Nearly 50 million children worldwide are refugees or migrants, new report says
Posted September 20, 2016
Children like Alan Kurdi, a 3-year-old Syrian boy whose body was found washed ashore after a boat carrying other migrants capsized in the Mediterranean Sea, and Omran Daqneesh, who was photographed in the back of an ambulance after a bomb devastated his home, have become the faces of the child refugee crisis to those all over the world.
But as shocking as both images of those boys are, recent data shows they are two of nearly 50 million children worldwide who are fleeing or facing extreme violence in their country of birth.
"Uprooted: The growing crisis for refugee and migrant children", a Sept. 7 report by UNICEF, found that children account for more than half of all refugees and migrant around the world. It went on to say that 28 million left because of "violence and insecurity."
Broken down, UNICEF estimates that one in three of all children living outside of their country of birth is a refugee. The report goes on to say that the number of children refugees has doubled to one in every 200 — or .5 percent of — children worldwide since 2005.
Syrian and Afghanistan are the two leading countries from which children are fleeing. UNICEF says Turkey, on the other hand, is "likely the host of the largest number of child refugees in the world."

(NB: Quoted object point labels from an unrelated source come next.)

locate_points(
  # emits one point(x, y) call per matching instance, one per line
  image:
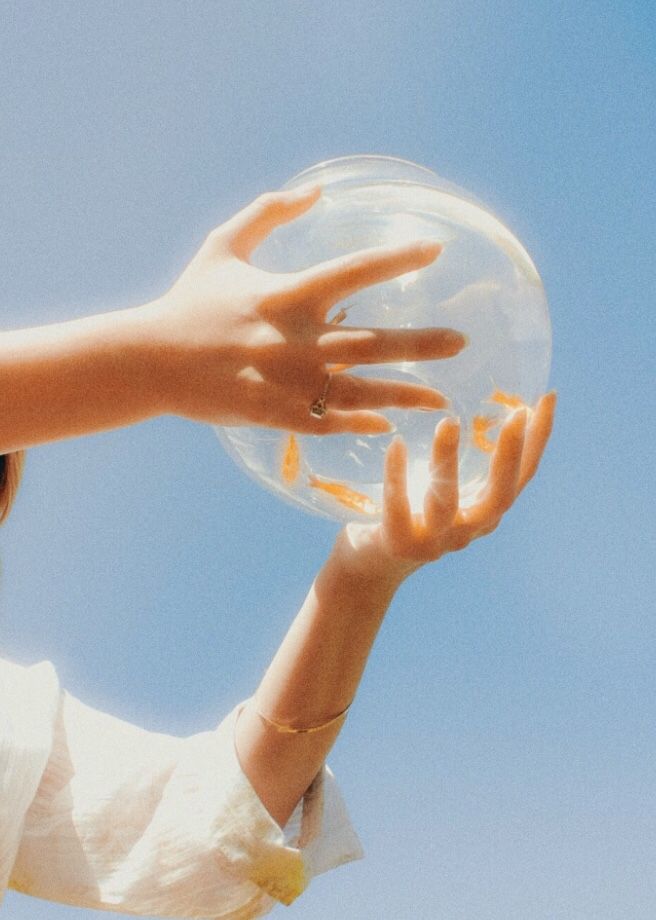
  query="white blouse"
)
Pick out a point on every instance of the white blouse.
point(96, 812)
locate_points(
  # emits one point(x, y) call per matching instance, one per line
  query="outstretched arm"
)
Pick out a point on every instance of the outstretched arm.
point(228, 344)
point(316, 672)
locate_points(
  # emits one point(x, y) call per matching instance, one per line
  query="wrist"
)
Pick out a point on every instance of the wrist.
point(367, 565)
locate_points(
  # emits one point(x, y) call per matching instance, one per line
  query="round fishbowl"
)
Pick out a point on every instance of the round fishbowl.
point(484, 284)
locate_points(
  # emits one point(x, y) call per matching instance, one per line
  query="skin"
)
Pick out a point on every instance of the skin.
point(316, 672)
point(232, 344)
point(228, 344)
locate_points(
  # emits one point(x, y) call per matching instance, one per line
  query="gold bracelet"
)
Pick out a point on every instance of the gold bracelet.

Many of these children fleeing their home country are doing so alone, the report found. In 2015, around 100,000 unaccompanied children applied for asylum in 78 different countries, which UNICEF estimates is three times as many who applied the previous year. The report did not say why there was such a dramatic increase in unaccompanied child migrants.
Child refugees face numerous challenges when migrating, including detention and separation from their families. The report found that while both boys and girls are leaving their homes in equal numbers, they face different dangers. Boys are more likely to be recruited for militant groups, and girls are threatened with sexual violence.
Refugee children are also lacking in educational opportunities, the report points out. Children who are refugees are five times as likely to miss school than their non-refugee counterparts. And in many places, those who do attend school — particularly Muslim refugees and migrants — face discrimination.
UNICEF is asking governments and global leaders to enact policies that would protect these children and prevent separation among families, as well as end the detention of children who enter a country seeking asylum or migrating.
"These children may be refugees, internally displaced or migrants, but first and foremost, they are children: no matter where they come from, whoever they are and without exception," the report said. "Children do not bear any responsibility for the bombs and bullets, the gang violence, persecution, the shriveled crops and low family wages driving them from their homes."